A Tesla car has "spontaneously" combusted into flames on a freeway in California over the weekend.
On Saturday (January 28), Sacramento Metropolitan Fire District received a call at 3:41PM that a Tesla Model S was "engulfed in flames" on Highway 50 East in Rancho Cordova with "nothing unusual [happening] prior" to the accident.
"The fire was extinguished with approx 6,000 gallons of water, as the battery cells continued to combust," SMFD explained in a tweet, adding that a water tender and a ladder truck were used to help.
"Crews used jacks to access the underside to extinguish and cool the battery," the post continued, also featuring pictures and videos of the aftermath of the blaze.
Read SMFD's tweets below:A video posted by Metro Fire of Sacramento showed firefighters hosing the vehicle down as other cars drove by, and photos showed the charred front hood of the vehicle.
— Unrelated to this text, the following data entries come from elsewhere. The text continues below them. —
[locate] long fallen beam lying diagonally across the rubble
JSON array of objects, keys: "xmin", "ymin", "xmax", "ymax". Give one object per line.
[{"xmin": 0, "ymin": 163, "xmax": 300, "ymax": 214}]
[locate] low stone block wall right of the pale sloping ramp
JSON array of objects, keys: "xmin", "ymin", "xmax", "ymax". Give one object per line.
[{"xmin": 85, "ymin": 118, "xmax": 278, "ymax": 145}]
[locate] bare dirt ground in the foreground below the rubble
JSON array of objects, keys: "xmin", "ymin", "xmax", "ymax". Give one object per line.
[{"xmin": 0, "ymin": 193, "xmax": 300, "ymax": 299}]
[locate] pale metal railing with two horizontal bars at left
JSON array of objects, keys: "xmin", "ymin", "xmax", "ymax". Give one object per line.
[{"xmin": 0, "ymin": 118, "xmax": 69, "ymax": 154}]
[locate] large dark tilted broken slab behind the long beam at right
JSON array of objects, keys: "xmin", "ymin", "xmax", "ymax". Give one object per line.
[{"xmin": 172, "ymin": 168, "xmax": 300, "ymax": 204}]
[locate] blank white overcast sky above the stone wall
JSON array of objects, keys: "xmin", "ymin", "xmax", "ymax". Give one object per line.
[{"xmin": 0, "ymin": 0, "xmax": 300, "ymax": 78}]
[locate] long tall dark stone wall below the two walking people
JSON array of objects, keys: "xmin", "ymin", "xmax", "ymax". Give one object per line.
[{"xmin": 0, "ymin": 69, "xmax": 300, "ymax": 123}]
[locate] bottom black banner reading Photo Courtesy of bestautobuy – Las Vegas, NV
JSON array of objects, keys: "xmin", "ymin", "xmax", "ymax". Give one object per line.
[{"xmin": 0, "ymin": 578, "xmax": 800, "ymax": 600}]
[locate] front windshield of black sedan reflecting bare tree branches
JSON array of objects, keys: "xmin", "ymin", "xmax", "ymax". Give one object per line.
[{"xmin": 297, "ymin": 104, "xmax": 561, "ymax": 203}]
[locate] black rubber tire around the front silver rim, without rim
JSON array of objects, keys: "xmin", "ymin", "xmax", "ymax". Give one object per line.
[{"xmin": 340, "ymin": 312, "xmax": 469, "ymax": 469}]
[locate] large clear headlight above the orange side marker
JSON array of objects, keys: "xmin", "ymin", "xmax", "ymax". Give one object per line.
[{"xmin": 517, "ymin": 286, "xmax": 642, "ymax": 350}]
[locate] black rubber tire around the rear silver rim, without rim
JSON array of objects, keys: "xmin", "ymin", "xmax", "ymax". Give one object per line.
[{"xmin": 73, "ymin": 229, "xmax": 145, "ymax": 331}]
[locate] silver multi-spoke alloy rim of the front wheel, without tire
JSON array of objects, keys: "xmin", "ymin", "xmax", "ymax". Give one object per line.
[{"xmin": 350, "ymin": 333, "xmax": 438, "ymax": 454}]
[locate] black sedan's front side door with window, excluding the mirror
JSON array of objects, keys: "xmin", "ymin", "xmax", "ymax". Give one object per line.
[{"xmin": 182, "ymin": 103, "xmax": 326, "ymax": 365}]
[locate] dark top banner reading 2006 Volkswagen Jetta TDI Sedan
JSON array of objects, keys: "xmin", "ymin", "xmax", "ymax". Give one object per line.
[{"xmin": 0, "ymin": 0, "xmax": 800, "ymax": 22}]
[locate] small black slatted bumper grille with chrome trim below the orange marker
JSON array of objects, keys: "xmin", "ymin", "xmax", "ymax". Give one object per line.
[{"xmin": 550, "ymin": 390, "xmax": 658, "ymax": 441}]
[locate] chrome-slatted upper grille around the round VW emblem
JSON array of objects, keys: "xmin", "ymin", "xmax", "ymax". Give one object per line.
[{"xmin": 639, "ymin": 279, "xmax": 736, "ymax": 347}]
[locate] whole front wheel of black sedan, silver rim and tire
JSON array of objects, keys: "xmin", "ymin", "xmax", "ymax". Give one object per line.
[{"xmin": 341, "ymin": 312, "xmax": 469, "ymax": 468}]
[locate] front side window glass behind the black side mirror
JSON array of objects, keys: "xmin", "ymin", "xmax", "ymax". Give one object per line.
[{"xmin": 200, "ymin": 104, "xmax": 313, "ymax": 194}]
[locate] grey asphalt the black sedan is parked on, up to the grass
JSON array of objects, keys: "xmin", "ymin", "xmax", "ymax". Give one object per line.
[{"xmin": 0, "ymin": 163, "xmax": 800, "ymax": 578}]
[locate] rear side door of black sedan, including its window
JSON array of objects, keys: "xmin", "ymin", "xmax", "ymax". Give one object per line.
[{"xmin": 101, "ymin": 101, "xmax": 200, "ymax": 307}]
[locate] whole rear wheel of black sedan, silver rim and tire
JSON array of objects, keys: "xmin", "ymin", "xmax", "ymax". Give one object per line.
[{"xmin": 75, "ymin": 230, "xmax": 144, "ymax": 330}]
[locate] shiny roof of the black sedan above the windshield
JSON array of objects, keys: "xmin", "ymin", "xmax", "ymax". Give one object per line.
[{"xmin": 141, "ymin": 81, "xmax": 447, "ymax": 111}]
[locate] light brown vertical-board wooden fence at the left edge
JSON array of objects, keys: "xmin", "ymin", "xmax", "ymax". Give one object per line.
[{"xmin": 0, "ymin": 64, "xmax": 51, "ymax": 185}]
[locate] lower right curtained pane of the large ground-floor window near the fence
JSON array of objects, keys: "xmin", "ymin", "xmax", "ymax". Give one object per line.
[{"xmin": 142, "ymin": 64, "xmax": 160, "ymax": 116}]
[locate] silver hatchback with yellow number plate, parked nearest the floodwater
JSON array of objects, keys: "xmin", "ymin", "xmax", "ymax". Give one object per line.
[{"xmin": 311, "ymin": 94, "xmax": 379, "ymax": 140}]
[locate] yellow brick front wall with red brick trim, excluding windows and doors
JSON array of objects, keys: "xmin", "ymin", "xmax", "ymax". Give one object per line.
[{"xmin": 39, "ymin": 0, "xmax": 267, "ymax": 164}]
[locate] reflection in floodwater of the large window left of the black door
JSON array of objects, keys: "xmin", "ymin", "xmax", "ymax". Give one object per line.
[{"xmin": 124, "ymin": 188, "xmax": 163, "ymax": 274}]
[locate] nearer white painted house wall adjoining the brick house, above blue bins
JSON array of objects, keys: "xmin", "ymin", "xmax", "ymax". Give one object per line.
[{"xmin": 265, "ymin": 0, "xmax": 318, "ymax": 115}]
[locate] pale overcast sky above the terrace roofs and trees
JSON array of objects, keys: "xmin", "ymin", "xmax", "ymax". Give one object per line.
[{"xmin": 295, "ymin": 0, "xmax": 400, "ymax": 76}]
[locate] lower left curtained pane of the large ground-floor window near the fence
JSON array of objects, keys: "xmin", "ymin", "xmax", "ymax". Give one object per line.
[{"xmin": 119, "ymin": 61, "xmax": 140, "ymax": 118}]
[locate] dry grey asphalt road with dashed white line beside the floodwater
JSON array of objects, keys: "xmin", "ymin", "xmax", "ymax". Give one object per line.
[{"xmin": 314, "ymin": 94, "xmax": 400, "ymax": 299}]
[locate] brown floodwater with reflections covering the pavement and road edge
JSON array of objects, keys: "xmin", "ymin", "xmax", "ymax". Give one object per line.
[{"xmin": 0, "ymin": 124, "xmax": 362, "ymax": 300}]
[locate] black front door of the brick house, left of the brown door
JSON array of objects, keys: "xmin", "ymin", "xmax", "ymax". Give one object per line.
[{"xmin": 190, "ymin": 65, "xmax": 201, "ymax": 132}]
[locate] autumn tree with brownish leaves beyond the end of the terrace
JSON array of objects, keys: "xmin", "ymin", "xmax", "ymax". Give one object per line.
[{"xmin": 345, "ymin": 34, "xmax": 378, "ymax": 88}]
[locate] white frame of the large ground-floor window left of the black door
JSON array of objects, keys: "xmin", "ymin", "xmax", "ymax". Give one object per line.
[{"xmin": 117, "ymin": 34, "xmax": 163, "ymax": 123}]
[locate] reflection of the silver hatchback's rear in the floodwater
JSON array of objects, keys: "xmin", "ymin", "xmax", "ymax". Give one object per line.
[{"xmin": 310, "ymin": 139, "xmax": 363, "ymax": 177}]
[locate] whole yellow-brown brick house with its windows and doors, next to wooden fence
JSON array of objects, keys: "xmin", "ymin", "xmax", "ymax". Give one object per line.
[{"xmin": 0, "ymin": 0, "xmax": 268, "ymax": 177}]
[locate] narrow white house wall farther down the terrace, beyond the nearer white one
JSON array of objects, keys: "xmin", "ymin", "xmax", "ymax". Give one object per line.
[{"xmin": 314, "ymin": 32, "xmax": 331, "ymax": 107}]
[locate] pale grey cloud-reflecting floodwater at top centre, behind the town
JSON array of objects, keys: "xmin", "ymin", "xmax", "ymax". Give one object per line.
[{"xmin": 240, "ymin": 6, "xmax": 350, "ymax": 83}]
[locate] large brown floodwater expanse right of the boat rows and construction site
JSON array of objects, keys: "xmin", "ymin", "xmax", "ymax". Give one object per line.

No injuries were reported.
In Tesla cars and other electric vehicles, the battery will normally sit across the car's base, encircling a fair amount of its surface.
A Tesla Model S battery begins at 98kWh capacity, which is identical to the 1920 Dell XPS 13 laptop batteries, as shared by the Evening Standard.
According to the Occupational Safety and Health Administration, Tesla vehicles have lithium-ion batteries that can present fire and explosion risks when damaged.
In 2021, the National Highway Transportation Safety Administration (NHTSA) refused to examine the car's battery fires and described potential dangers as "rare events," per Reuters.
As noted by NBC News, several studies have also revealed that electric automobiles are less likely to catch fire than gasoline or hybrid-electric vehicles. However, when they do, the cars become more superheated for an extended amount of time.
In addition to this, Tesla CEO Elon Musk has stated that only 0.01% of Teslas have ever ignited on the road, far more infrequent than the auto industry's total, as cited by Barron's.
As reported by The Hill, this instance is not the first of a Tesla spontaneously catching fire. When the battery of a car immersed in hurricane waters and caught a blaze back in October, Florida firefighters had to use roughly 1,500 gallons of water to put out the flames.
Furthermore, the publication wrote that in November, Pennsylvania firefighters used 12,000 gallons of water to extinguish a Tesla Model S that had caught fire after slamming into the garbage in the roadway.
Speaking to Fox affiliate KTXL in August, SMFD Captain Parker Wilbourn expressed that although Teslas catching fire is rare, they can be "very difficult to extinguish".
"When one battery catches fire, it preheats the next battery, the next battery, and the next battery. It causes a fire and it is a chain reaction from there," he added.